There before me, for the first
time in--well, many months, spread the Atlantic, the Caribbean
perhaps I should say, seeming very near, so near I almost fancied
I could have thrown a stone to where it began and stretched away
up to the bluish horizon, while the entrance to the canal where
soon great ships will enter poked its way inland to the locks
beside us. Across the tree-tops of the flat jungle, also seeming
close at hand though the railroad takes seven miles--and thirty-
five cents if you are no employee--to reach it, was Colon, the
tops of whose low buildings were plainly visible above the
vegetation. Not many "Zoners," I reflected, catch their first view
of Colon from the veranda of the Administration Building at Gatun.

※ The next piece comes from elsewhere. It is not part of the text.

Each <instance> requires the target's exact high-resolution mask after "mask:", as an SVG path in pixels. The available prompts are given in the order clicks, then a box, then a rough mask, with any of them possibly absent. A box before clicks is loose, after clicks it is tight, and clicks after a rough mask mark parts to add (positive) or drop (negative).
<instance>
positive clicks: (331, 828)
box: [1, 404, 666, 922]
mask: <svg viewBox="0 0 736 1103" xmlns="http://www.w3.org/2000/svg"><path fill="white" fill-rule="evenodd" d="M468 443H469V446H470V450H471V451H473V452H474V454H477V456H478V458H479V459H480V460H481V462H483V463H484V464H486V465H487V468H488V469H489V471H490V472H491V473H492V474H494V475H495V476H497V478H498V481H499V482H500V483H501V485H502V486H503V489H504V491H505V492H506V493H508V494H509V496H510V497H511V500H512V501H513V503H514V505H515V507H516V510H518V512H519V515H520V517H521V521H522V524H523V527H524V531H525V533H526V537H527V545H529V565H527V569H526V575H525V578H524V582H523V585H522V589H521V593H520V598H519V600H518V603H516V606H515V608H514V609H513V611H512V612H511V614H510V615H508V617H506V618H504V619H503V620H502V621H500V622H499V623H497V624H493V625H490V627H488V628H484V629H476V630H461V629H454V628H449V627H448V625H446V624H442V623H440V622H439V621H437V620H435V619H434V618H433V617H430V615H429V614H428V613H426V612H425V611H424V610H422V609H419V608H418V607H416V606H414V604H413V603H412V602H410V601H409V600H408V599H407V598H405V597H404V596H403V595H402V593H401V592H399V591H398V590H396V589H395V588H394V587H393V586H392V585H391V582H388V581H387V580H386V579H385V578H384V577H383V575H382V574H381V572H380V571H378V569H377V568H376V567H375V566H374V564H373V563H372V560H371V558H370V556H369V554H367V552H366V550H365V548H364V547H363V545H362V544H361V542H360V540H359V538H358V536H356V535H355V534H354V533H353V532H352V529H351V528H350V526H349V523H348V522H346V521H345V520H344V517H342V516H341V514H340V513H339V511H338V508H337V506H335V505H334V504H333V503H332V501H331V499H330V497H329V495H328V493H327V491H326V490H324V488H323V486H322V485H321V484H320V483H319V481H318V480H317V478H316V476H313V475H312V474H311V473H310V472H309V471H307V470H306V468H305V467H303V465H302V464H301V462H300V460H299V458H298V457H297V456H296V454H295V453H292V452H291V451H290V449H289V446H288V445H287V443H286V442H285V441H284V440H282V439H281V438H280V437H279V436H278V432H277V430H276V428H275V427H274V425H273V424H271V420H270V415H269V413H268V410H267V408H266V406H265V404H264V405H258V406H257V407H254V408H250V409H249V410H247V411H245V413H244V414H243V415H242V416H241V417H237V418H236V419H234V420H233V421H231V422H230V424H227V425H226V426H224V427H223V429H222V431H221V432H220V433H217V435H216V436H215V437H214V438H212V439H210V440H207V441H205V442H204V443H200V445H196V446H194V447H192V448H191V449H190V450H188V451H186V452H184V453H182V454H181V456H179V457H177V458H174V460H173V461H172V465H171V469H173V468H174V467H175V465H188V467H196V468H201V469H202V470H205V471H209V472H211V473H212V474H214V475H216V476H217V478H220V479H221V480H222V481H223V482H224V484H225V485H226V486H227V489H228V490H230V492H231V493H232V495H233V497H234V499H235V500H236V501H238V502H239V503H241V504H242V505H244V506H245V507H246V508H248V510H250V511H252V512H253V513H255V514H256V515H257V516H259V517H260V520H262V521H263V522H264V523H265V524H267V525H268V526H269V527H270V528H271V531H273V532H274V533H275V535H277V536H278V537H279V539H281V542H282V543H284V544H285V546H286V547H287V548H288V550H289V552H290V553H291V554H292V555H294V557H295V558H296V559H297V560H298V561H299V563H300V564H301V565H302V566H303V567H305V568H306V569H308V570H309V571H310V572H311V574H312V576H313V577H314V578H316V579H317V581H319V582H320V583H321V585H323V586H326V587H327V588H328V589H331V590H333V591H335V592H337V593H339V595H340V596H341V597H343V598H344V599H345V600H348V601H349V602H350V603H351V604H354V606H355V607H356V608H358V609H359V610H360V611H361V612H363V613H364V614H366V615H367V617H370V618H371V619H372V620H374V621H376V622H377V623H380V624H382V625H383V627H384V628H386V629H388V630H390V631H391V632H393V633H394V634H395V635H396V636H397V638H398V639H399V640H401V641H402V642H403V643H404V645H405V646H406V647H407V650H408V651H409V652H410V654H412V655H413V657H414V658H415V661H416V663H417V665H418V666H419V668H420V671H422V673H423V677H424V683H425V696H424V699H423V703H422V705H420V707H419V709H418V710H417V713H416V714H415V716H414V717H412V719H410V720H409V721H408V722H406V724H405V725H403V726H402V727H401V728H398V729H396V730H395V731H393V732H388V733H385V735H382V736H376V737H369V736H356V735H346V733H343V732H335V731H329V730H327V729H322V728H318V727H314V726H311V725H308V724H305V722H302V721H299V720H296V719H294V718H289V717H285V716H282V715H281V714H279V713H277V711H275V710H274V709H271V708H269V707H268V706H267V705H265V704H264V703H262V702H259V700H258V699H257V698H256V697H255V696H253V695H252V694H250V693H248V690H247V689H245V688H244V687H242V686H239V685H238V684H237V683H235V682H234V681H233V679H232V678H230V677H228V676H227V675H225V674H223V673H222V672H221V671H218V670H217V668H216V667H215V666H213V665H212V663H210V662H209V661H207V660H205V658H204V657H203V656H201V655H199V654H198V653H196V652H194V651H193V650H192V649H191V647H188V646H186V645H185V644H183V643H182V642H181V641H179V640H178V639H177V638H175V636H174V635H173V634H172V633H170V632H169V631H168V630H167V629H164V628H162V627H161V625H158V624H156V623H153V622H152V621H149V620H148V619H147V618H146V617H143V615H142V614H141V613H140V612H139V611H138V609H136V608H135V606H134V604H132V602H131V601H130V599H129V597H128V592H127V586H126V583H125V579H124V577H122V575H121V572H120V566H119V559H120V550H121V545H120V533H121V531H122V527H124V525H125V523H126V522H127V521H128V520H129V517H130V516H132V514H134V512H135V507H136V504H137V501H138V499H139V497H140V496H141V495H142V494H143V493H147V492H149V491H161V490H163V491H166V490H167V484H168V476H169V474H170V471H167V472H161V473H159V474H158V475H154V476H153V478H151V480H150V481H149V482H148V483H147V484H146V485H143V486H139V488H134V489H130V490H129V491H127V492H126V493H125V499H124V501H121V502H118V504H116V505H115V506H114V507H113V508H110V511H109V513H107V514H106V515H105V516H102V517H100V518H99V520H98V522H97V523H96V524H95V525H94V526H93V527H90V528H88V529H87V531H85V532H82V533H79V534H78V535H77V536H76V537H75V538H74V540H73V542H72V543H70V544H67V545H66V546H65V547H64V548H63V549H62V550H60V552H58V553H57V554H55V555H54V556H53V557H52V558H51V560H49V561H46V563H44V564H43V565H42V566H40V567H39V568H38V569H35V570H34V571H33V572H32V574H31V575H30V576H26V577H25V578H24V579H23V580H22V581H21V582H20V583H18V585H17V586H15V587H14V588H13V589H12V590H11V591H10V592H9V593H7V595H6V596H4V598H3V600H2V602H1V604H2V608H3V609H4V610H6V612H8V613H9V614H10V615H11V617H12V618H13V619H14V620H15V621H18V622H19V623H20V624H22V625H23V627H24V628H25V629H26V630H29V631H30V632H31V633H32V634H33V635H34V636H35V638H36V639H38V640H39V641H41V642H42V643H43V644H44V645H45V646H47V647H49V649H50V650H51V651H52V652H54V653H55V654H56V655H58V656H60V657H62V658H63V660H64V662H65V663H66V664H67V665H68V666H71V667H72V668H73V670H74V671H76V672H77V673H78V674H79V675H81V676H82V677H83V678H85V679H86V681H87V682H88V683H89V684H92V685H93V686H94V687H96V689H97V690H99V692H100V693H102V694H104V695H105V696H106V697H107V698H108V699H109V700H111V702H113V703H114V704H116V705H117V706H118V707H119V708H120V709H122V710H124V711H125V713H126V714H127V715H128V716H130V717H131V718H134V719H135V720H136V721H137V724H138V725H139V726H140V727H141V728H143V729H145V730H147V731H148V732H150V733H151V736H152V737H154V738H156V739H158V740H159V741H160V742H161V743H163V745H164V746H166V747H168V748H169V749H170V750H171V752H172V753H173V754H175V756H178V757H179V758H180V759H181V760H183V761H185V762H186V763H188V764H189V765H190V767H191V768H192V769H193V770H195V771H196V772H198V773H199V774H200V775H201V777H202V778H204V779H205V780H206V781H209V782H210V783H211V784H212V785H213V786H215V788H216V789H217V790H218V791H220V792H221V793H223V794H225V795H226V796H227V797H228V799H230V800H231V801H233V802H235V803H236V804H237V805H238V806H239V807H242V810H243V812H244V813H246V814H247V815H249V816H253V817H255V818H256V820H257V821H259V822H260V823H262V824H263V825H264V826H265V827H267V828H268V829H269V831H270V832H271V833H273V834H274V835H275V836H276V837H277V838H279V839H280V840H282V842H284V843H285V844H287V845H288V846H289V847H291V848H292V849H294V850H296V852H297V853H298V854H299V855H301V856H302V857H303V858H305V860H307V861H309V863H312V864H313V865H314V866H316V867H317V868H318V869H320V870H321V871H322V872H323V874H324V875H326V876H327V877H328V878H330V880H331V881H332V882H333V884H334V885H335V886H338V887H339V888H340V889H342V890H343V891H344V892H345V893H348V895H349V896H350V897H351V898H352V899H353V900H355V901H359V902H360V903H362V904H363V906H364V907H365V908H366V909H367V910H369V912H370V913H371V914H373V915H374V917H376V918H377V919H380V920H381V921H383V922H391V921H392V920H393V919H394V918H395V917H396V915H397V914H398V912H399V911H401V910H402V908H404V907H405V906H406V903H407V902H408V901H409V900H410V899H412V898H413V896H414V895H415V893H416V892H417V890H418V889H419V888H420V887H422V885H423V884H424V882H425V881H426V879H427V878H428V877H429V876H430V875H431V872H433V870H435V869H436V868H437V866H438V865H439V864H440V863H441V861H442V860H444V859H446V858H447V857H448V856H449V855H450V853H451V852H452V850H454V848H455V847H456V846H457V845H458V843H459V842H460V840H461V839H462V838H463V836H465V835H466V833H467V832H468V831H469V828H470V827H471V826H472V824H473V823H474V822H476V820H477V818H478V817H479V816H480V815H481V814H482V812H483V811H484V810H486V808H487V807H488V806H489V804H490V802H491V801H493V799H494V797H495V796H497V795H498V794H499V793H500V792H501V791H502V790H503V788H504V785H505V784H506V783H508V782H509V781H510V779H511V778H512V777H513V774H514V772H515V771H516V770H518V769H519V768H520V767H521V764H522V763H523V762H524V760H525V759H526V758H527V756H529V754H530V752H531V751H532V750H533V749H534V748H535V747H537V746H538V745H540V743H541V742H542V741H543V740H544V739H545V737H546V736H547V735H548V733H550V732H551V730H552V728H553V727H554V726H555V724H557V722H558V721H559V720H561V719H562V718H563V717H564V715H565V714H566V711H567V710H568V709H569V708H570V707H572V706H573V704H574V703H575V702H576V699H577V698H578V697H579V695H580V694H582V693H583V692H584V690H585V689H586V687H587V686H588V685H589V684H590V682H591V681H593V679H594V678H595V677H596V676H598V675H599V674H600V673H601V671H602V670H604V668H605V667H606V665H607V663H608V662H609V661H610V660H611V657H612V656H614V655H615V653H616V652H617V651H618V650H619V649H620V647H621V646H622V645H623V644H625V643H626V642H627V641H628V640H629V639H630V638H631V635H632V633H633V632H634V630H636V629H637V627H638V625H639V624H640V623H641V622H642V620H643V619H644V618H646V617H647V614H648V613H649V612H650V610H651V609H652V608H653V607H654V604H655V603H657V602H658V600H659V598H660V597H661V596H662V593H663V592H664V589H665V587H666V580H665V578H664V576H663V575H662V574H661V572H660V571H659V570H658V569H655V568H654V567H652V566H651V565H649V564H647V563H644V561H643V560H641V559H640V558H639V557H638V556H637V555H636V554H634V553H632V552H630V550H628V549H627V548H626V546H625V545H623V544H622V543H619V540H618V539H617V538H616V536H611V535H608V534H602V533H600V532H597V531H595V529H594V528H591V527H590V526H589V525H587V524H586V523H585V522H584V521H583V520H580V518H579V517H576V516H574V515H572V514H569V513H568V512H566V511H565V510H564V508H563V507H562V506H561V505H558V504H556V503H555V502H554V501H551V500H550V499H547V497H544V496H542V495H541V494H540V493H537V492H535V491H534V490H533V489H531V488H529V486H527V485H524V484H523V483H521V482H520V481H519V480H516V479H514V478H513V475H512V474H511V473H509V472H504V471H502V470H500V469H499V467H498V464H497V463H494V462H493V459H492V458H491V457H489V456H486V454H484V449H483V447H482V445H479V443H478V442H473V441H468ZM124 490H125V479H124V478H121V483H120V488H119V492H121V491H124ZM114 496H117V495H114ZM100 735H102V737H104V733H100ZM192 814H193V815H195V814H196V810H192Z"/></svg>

We had arrived with time to spare. Fully an hour we loafed and
yarned and smoked before a whistle blew and long lines of little
figures began to come up out of the depths and zigzag across the
landscape until soon a line of laborers of every shade known to
humanity began to form, pay-checks in hand; its double head at the
pay-windows on the two sides of the veranda, its tail serpentining
off down the hillside and away nearly to the edge of the mammoth
locks. Packs of the yellow cards of Cristobal district in hand--a
relief to eyes that had been staring for days at the pink ones of
Empire--we lined up like birds of prey just beyond the windows.